Dear Madelyn,
I have been playing with turned-twill blocks and thoroughly enjoying it! The only thing that I have been having problems with is my floating selvedges. No matter what I do, I find that they move in/above the outermost thread on each side. I have tried removing the edge thread right before the floating selvedge, and I’ve tried taking the shuttle over/under, under/over, over, over/under,under but no order seems to prevent this from happening.
I guess my question is, does this have something to do with the scarves being 3/1 vs 1/3 twill?
––Mary Dargie
Hi Mary!
My first thought is that you are looking at the selvedges more closely than most people ever will!
But first, let’s look at that shuttle behavior. Most of the time, I recommend taking the shuttle into each shed over the floating selvedge and coming out of the shed under it. This is because most jack looms don’t place the down shafts as far down as the raised shafts go up, so it’s easy to slide the shuttle into the shed over the floating selvedge without looking (the floating selvedge, since it is not threaded is down from the center of the shed, closer to the down shafts than the raised shafts). It’s equally easy to tip your finger under the floating selvedge as the shuttle exits to raise it up and catch the shuttle. Your hand has to be there anyway.
If you examine what happens to the floating selvedge (which most people don’t) you might notice that with plain weave, for example, the floating selvedge on one side or both weaves with the outermost edge thread, making a doubled thread there. If that happens and you don’t like it, you can change that over/under arrangement to under/over (or over over/under under) and you’ll find that one of the methods prevents the floating selvedge from weaving with the edge thread.

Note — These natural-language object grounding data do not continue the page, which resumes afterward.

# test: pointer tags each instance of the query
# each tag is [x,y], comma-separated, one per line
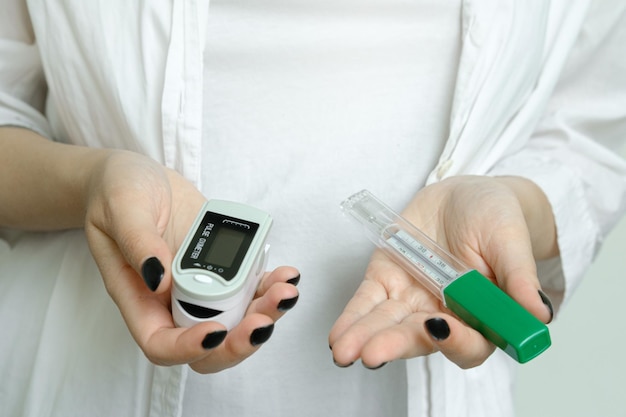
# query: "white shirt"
[523,104]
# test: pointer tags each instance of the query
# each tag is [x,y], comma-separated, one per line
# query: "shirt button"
[443,168]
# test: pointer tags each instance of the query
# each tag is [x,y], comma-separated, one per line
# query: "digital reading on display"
[225,247]
[219,244]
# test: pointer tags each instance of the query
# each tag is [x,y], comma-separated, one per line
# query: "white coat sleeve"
[22,83]
[573,155]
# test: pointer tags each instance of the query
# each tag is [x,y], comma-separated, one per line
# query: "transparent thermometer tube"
[466,292]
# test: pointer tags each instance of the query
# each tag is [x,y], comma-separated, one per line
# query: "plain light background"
[583,374]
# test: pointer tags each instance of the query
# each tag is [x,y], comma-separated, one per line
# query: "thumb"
[143,246]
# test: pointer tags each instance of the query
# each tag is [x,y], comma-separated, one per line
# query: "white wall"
[583,374]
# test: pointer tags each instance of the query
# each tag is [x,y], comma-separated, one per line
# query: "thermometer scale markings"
[423,258]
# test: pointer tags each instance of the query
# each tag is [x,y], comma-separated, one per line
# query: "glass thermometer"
[466,292]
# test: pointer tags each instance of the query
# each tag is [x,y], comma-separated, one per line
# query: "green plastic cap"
[488,309]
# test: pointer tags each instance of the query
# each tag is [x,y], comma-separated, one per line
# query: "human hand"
[498,226]
[137,214]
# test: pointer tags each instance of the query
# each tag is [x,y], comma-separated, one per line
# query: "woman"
[291,107]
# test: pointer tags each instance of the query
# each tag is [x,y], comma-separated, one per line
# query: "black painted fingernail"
[152,272]
[438,328]
[261,335]
[294,281]
[546,300]
[213,340]
[288,304]
[373,368]
[342,366]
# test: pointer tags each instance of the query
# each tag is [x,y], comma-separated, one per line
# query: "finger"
[286,274]
[276,301]
[242,341]
[404,340]
[458,342]
[350,345]
[365,299]
[511,258]
[142,245]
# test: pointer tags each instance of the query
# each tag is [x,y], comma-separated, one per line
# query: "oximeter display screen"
[219,245]
[225,247]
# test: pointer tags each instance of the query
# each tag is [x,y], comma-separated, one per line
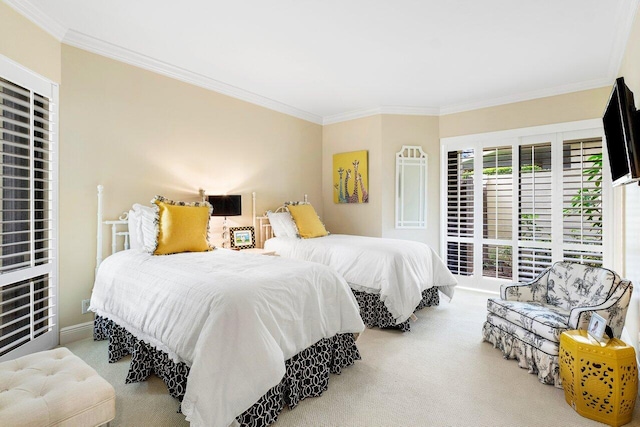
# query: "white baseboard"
[76,332]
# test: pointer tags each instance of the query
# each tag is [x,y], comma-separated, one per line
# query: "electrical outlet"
[85,306]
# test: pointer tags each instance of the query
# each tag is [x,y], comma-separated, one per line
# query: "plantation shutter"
[28,265]
[539,198]
[582,201]
[534,210]
[497,213]
[460,211]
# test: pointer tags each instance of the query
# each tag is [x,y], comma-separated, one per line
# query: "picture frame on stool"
[597,325]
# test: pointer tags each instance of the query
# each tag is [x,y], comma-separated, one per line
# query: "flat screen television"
[622,131]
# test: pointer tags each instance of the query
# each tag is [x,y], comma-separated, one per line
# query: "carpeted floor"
[439,374]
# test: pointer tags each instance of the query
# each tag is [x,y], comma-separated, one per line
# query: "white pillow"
[148,228]
[282,224]
[135,233]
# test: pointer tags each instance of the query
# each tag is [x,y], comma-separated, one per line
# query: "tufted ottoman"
[54,388]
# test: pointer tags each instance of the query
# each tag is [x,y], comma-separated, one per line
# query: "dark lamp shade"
[230,205]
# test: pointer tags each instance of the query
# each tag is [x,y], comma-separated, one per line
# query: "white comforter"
[399,270]
[233,318]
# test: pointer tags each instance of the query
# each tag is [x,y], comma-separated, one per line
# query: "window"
[28,196]
[531,198]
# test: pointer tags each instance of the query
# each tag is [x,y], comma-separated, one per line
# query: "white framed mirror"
[411,187]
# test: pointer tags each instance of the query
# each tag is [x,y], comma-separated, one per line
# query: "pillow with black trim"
[182,226]
[307,221]
[282,224]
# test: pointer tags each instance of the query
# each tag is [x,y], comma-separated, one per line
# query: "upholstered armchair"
[525,323]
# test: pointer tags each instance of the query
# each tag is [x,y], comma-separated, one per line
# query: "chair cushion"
[544,321]
[577,285]
[53,388]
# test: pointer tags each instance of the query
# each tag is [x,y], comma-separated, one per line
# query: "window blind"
[27,244]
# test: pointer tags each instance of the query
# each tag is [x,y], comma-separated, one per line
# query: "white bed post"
[253,208]
[99,248]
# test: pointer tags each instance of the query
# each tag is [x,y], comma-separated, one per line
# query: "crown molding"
[357,114]
[91,44]
[527,96]
[626,15]
[27,9]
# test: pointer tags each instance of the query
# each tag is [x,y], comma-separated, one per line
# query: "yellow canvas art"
[351,177]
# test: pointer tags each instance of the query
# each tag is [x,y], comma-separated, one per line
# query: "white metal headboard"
[121,221]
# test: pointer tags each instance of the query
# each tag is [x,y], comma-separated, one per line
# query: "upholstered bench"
[54,388]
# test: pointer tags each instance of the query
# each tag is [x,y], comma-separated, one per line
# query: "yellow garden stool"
[600,380]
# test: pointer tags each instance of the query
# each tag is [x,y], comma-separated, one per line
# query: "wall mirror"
[411,187]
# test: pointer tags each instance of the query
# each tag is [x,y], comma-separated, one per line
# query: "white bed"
[391,278]
[221,327]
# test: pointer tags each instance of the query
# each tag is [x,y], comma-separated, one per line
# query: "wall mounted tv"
[622,130]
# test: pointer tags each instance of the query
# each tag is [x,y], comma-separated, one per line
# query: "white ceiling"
[332,60]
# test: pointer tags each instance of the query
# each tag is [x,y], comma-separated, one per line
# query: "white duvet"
[233,318]
[398,270]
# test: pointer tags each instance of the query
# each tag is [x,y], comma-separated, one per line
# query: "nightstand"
[259,251]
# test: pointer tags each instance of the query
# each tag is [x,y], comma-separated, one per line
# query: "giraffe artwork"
[346,186]
[354,198]
[350,177]
[341,198]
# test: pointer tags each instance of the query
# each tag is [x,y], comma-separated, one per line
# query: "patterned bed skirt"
[307,373]
[537,362]
[375,313]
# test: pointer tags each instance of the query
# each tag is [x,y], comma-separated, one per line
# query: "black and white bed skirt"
[307,373]
[375,313]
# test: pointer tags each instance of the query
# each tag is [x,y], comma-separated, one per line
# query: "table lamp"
[226,205]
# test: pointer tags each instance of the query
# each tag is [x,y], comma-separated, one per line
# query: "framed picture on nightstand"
[242,237]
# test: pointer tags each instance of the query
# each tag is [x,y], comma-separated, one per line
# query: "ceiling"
[332,60]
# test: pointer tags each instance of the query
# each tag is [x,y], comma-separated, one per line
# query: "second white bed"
[399,271]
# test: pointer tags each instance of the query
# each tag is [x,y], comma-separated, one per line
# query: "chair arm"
[613,310]
[535,290]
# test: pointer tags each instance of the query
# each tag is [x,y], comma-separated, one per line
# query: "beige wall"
[140,134]
[27,44]
[630,70]
[587,104]
[354,135]
[382,136]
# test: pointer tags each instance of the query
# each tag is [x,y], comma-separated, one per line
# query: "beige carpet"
[439,374]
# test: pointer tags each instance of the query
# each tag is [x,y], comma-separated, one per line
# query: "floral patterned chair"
[525,323]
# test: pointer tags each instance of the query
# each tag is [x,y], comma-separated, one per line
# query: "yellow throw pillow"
[307,221]
[182,227]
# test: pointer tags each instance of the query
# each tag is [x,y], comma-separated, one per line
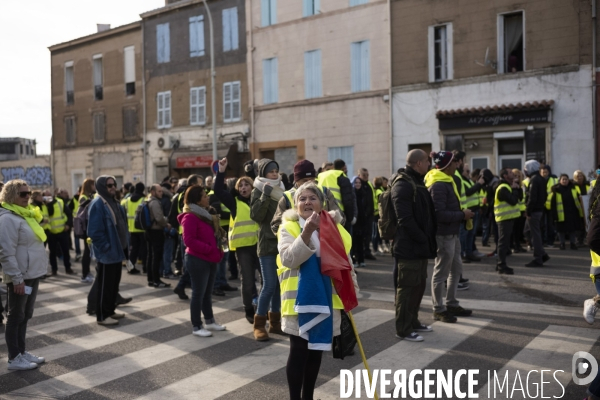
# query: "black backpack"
[388,221]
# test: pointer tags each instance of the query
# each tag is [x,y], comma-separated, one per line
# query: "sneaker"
[423,328]
[34,359]
[202,333]
[21,364]
[589,311]
[458,311]
[413,337]
[444,317]
[214,327]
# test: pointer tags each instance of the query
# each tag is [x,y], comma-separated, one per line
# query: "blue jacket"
[106,245]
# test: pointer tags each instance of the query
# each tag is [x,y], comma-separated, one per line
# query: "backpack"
[143,218]
[388,221]
[81,219]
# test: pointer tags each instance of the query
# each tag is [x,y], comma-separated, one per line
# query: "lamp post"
[212,81]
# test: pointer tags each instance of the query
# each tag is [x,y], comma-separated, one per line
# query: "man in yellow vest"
[60,220]
[338,183]
[506,211]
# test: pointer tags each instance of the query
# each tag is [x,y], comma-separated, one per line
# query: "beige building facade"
[319,79]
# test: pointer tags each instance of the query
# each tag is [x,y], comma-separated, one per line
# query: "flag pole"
[362,352]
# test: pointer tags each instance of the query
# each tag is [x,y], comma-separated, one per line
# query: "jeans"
[448,266]
[202,274]
[56,240]
[20,311]
[155,242]
[270,290]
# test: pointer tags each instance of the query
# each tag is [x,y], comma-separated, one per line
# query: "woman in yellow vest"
[243,232]
[299,244]
[567,210]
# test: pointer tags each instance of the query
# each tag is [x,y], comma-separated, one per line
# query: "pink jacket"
[199,238]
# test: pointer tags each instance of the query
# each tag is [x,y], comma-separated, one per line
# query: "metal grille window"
[129,122]
[70,130]
[99,128]
[232,102]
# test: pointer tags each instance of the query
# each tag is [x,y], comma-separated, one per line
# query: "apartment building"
[178,98]
[505,81]
[319,75]
[97,107]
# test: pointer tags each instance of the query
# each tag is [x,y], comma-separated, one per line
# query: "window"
[361,69]
[98,121]
[231,101]
[163,44]
[163,100]
[70,129]
[129,122]
[440,53]
[230,29]
[129,57]
[511,43]
[69,83]
[97,60]
[312,74]
[270,81]
[197,36]
[268,12]
[345,153]
[198,105]
[311,7]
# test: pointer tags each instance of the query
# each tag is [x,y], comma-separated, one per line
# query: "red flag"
[334,261]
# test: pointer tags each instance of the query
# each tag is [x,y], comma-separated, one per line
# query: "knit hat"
[442,158]
[304,169]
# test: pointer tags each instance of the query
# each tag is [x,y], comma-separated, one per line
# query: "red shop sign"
[194,162]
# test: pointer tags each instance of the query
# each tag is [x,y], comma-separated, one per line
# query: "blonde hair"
[10,191]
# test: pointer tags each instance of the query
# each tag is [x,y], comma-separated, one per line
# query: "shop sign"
[473,121]
[194,162]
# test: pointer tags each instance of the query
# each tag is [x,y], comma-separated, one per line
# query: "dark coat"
[417,225]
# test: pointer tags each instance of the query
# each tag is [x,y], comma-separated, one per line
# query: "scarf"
[278,188]
[435,175]
[31,216]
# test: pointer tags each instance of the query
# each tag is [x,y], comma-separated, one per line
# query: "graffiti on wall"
[34,176]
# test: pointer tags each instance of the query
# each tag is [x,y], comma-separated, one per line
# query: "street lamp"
[212,81]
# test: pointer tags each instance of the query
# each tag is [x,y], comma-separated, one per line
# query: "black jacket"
[536,194]
[417,225]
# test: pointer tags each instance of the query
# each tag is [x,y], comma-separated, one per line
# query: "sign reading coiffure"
[194,162]
[508,118]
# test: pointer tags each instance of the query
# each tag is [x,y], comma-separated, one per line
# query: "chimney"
[103,27]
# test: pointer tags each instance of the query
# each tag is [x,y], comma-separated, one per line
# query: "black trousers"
[155,244]
[56,240]
[107,288]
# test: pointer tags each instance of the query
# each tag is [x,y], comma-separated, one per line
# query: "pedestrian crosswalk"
[152,354]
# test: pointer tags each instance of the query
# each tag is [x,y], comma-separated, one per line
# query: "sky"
[27,29]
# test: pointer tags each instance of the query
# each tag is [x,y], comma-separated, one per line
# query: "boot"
[260,333]
[275,323]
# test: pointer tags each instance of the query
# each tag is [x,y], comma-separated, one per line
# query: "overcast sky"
[27,29]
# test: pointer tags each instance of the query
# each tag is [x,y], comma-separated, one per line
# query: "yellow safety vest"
[243,231]
[328,179]
[560,210]
[288,277]
[502,210]
[56,223]
[131,207]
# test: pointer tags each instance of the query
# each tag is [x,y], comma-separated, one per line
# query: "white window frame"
[199,106]
[500,41]
[229,86]
[448,73]
[163,113]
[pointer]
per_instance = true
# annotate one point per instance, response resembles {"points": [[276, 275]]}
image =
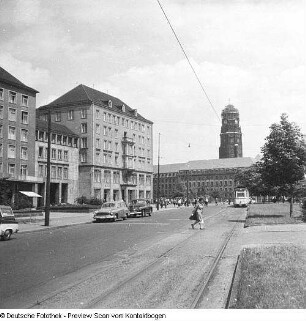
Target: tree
{"points": [[284, 158]]}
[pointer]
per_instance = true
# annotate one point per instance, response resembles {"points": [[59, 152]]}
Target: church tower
{"points": [[231, 136]]}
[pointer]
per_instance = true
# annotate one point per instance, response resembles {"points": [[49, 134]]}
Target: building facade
{"points": [[64, 170], [116, 143], [231, 136], [17, 133], [203, 177]]}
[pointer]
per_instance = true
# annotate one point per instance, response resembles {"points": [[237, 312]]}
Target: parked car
{"points": [[111, 211], [8, 223], [140, 207]]}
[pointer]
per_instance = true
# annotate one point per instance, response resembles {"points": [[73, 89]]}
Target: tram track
{"points": [[158, 261]]}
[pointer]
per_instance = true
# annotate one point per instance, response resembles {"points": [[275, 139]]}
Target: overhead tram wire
{"points": [[198, 79]]}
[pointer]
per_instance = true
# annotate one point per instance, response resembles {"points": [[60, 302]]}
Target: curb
{"points": [[233, 291]]}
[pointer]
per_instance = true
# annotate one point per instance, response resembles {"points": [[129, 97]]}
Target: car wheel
{"points": [[7, 235]]}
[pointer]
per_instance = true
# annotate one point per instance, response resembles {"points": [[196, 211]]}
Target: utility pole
{"points": [[157, 203], [47, 203]]}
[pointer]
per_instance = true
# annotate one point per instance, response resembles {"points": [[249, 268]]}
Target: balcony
{"points": [[127, 141]]}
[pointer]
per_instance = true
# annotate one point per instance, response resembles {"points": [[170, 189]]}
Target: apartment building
{"points": [[202, 176], [64, 170], [115, 147], [17, 133]]}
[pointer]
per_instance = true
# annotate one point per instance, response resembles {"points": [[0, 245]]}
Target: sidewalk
{"points": [[64, 219]]}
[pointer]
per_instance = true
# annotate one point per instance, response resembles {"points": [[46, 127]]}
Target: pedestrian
{"points": [[198, 214]]}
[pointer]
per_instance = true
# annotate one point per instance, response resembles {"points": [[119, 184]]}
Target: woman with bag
{"points": [[198, 214]]}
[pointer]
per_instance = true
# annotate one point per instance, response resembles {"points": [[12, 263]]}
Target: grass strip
{"points": [[272, 277]]}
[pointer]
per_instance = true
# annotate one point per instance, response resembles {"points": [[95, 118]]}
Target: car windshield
{"points": [[108, 205]]}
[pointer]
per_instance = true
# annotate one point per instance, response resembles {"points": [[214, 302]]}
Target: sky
{"points": [[250, 53]]}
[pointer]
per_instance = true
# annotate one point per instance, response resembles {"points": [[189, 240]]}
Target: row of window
{"points": [[12, 115], [56, 172], [57, 139], [12, 97], [107, 117], [12, 133], [56, 154], [11, 152], [12, 169]]}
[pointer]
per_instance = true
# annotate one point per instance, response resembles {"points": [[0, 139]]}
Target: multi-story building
{"points": [[231, 136], [64, 167], [116, 143], [17, 133], [202, 176]]}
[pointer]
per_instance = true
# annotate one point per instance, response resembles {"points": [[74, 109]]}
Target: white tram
{"points": [[242, 197]]}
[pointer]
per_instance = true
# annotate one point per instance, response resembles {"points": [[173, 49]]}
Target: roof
{"points": [[230, 109], [9, 79], [82, 95], [207, 164], [56, 128]]}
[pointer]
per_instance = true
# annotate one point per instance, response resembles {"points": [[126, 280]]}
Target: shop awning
{"points": [[30, 194]]}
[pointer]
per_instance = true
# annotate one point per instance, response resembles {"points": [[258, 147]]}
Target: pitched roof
{"points": [[85, 95], [206, 164], [55, 128], [9, 79]]}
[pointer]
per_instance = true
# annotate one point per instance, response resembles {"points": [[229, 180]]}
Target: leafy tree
{"points": [[284, 158]]}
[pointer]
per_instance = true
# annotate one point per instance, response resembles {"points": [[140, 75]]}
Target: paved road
{"points": [[36, 259]]}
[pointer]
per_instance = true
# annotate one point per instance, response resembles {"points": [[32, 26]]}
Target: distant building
{"points": [[64, 178], [231, 136], [17, 133], [116, 143], [203, 177]]}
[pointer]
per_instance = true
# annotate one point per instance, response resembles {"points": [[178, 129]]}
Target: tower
{"points": [[231, 136]]}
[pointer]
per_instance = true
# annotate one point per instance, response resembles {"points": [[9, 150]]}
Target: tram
{"points": [[242, 197]]}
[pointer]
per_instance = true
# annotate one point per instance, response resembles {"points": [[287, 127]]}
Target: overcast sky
{"points": [[248, 52]]}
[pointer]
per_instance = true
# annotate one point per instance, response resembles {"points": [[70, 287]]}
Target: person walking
{"points": [[198, 214]]}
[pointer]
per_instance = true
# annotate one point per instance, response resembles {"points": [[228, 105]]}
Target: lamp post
{"points": [[47, 204], [157, 203]]}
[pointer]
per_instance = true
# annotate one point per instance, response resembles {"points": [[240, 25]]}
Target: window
{"points": [[24, 117], [83, 142], [24, 100], [58, 116], [59, 154], [11, 153], [83, 113], [53, 171], [12, 114], [59, 172], [40, 170], [65, 173], [24, 153], [53, 153], [98, 129], [97, 114], [97, 176], [12, 133], [12, 97], [11, 169], [84, 128], [23, 135], [23, 170], [70, 115], [40, 152]]}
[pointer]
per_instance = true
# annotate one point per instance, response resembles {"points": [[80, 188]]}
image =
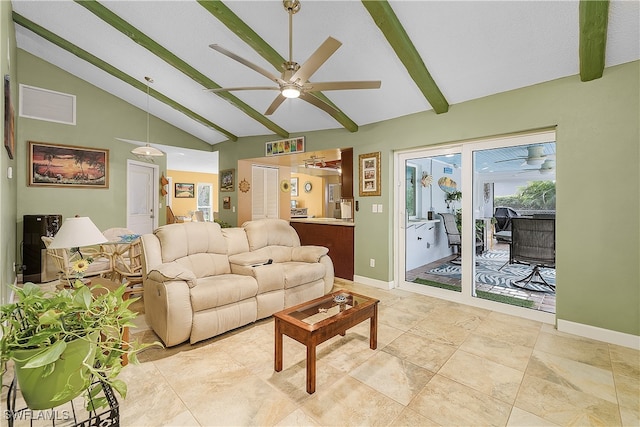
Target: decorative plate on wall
{"points": [[244, 186]]}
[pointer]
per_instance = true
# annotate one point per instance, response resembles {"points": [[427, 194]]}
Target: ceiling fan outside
{"points": [[294, 79], [535, 156]]}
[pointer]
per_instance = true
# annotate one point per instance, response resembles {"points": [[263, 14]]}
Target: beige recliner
{"points": [[201, 280]]}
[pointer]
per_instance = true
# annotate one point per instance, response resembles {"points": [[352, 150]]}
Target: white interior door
{"points": [[142, 203]]}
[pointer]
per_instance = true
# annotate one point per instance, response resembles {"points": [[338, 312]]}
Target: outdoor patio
{"points": [[493, 275]]}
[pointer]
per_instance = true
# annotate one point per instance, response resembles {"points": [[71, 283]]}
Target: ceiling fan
{"points": [[294, 79], [535, 156], [547, 166]]}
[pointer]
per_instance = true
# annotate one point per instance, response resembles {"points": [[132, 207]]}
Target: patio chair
{"points": [[453, 235], [533, 242]]}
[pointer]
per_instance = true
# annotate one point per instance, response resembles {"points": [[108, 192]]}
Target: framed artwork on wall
{"points": [[57, 165], [369, 166], [227, 182], [184, 190]]}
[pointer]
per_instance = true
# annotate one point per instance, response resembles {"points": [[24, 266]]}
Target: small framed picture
{"points": [[184, 190], [369, 166], [227, 181]]}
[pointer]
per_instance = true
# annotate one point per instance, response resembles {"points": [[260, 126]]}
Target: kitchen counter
{"points": [[325, 221], [336, 235]]}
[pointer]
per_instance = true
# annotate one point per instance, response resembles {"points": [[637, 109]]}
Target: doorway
{"points": [[462, 183], [142, 197]]}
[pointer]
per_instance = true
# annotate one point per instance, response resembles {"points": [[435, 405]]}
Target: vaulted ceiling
{"points": [[429, 55]]}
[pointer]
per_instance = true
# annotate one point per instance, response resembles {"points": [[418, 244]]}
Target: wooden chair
{"points": [[63, 259], [128, 266], [533, 242]]}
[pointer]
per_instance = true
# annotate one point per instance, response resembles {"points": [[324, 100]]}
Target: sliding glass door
{"points": [[456, 206]]}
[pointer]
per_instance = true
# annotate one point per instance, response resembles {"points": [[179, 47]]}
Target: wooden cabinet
{"points": [[339, 240], [346, 164]]}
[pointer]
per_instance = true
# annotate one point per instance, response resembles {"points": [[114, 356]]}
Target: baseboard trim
{"points": [[600, 334], [373, 282]]}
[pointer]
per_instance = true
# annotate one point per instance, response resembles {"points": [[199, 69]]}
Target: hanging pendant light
{"points": [[147, 150]]}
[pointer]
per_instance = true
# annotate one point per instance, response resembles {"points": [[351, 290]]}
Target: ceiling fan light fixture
{"points": [[290, 91]]}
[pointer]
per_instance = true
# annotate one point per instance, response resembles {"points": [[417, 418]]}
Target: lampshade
{"points": [[77, 232]]}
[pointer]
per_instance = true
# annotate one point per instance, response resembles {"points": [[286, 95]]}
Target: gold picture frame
{"points": [[227, 180], [369, 173], [57, 165]]}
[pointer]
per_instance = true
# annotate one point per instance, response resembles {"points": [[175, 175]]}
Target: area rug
{"points": [[489, 272]]}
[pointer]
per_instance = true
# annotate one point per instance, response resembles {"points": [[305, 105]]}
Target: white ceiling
{"points": [[471, 48]]}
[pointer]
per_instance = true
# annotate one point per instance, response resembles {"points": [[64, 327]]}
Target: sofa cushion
{"points": [[269, 232], [180, 240], [216, 291], [299, 273], [236, 240], [205, 264]]}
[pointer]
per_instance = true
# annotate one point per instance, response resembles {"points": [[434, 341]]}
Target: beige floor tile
{"points": [[595, 353], [491, 378], [297, 418], [625, 361], [510, 329], [410, 418], [421, 351], [247, 401], [349, 402], [442, 331], [520, 418], [397, 318], [565, 405], [628, 391], [449, 403], [575, 375], [511, 355], [151, 402], [396, 378]]}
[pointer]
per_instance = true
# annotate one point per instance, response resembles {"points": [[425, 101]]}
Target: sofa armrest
{"points": [[308, 253], [172, 271]]}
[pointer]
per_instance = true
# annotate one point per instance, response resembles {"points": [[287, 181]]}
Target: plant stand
{"points": [[73, 413]]}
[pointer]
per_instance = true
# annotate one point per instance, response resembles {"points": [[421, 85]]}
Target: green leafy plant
{"points": [[51, 320]]}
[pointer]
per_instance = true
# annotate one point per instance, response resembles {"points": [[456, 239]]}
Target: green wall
{"points": [[8, 193], [598, 190], [100, 118]]}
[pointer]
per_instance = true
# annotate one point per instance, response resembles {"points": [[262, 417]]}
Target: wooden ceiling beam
{"points": [[594, 20], [151, 45], [386, 19], [226, 16], [108, 68]]}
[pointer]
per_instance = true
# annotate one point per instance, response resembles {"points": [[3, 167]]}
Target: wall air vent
{"points": [[44, 104]]}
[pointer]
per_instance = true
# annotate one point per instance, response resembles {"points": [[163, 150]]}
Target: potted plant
{"points": [[59, 340]]}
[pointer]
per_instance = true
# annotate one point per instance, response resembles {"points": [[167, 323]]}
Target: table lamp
{"points": [[77, 232]]}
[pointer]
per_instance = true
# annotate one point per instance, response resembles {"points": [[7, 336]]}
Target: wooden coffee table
{"points": [[314, 322]]}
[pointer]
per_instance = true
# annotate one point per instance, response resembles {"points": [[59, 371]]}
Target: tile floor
{"points": [[437, 363]]}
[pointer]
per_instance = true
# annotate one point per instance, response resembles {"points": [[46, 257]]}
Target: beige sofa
{"points": [[201, 280]]}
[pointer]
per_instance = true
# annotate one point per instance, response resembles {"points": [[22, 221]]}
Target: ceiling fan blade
{"points": [[249, 64], [228, 89], [318, 103], [318, 58], [275, 104], [314, 87]]}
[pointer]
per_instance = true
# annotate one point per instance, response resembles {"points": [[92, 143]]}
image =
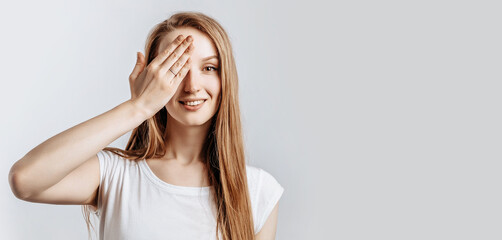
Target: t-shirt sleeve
{"points": [[108, 163], [269, 193]]}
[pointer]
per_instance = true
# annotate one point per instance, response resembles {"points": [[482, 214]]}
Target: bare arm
{"points": [[268, 230], [65, 169], [52, 160]]}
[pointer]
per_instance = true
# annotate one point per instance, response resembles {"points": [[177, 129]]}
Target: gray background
{"points": [[381, 119]]}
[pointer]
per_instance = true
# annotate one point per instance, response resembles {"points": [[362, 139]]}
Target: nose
{"points": [[191, 82]]}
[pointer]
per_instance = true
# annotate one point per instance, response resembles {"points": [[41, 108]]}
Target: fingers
{"points": [[139, 67], [180, 62], [181, 73], [177, 59], [168, 51]]}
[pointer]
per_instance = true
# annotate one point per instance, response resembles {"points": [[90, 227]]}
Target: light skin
{"points": [[182, 164], [64, 169], [187, 130]]}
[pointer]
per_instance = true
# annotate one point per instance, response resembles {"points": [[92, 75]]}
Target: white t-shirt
{"points": [[133, 203]]}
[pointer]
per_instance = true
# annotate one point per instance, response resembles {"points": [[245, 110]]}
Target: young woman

However, with 1/3 or 3/1 twill, in two of the sheds the floating selvedge will weave with the thread next to it. MAYBE you could figure out an order for your four repeating picks that varies the under/over method enough to prevent it, but you’d have to remember that arbitrary order. Another option is to try weaving without a floating selvedge and see how smooth an edge you can make (the weft will sometimes turn inside the edge thread). Or, you could decide it doesn’t look all that bad the way it is. That might be my choice. Hmm. I just had another idea. If you had a much finer yarn in the same fiber and color, you might try using it as the floating selvedge.